The German Democratic Republic (DDR) has granted the Church the right to conduct missionary work in that country and to permit Latter-day Saints from the DDR to serve as missionaries both in their native country and elsewhere in the world.
President Thomas S. Monson, second counselor in the First Presidency of the Church, has just returned from meetings in Berlin with top German Democratic Republic officials, including Erich Honecker, Chairman of the State Council (chief government leader of the nation), and Kurt Loeffler, State Secretary for Religious Affairs."Both Chairman Honecker and Mr. Loeffler agreed that allowing missionaries from other countries to serve in the DDR and permitting Latter-day Saints from the DDR to serve as missionaries in other countries will strengthen friendships among nations," President Monson said.
"Mr. Loeffler expressed his belief that Latter-day Saint missionaries traditionally become goodwill ambassadors, not only for their native countries, but also for the countries in which they serve their missions," said President Monson. "The experience of thousands of missionaries who have served throughout the world convinces us he is correct in his assessment."

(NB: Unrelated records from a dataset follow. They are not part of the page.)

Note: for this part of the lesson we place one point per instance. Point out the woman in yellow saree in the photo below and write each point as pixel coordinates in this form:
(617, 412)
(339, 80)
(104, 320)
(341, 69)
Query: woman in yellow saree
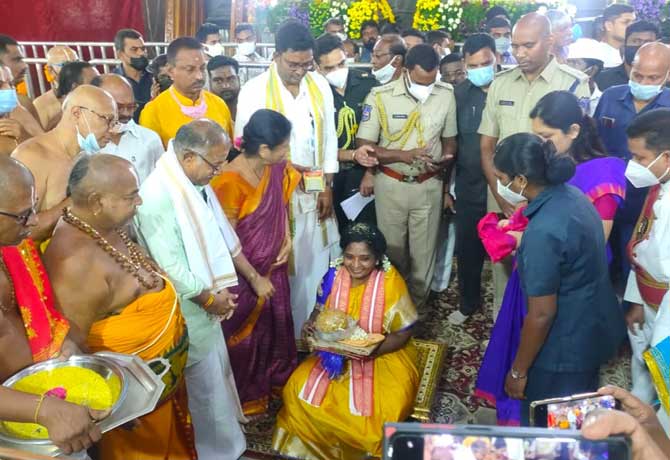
(343, 418)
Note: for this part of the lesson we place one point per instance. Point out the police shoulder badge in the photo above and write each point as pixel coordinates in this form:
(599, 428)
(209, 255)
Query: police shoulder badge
(367, 110)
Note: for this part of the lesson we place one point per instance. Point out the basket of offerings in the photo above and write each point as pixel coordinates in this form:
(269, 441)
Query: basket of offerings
(336, 332)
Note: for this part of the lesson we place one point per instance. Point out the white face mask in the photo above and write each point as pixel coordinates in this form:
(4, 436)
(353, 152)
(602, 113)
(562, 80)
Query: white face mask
(421, 92)
(510, 195)
(246, 48)
(641, 176)
(385, 74)
(338, 78)
(214, 50)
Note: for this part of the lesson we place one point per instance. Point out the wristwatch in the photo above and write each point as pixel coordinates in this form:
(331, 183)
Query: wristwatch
(516, 375)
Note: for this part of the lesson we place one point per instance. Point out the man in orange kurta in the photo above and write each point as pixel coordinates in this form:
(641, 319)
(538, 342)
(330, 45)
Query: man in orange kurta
(186, 100)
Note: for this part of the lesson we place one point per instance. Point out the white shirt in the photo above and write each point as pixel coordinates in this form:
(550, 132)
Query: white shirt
(299, 112)
(247, 73)
(611, 56)
(653, 254)
(595, 98)
(139, 145)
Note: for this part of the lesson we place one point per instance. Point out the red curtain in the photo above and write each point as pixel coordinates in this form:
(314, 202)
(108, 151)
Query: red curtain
(69, 20)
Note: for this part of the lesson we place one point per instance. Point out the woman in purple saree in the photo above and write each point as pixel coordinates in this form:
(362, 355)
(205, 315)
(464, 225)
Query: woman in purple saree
(254, 190)
(557, 117)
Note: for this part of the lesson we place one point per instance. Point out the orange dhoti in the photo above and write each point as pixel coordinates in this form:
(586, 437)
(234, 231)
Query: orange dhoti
(151, 327)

The principles of the agreement between the Church and the government were approved during President Monson's meeting Friday, Oct. 28. Details will be worked out in further meetings beginning next month between Europe Area leaders of the Church and the DDR State Secretary for Religious Affairs.
"The government has also granted our members the right to use various facilities for youth conferences and other Church meetings," President Monson said.
He said Mr. Loeffler commented in an interview that the Latter-day Saints have the government's respect because they are law-abiding, loyal citizens who believe in strong families, have a strong work ethic and support the desire for world peace.
"Obviously, there are differences of belief that separate us," President Monson said, "but there are many more things that unite us, including those items Mr. Loeffler mentioned."
The State Secretary for Religious Affairs told President Monson that the Lamanite Generation performing group from Brigham Young University has been invited to perform next year in the German Democratic Republic.
Joining President Monson for the meetings with the DDR officials were Elder Russell M. Nelson of the Council of the Twelve, Elder Hans B. Ringger, a member of the First Quorum of the Seventy and a counselor in the Europe Area presidency of the Church, and local LDS officials.
While in the DDR, President Monson dedicated a new stake center in Dresden and a recently completed meetinghouse in Zwickau. The Church dedicated a temple in Freiberg in 1985.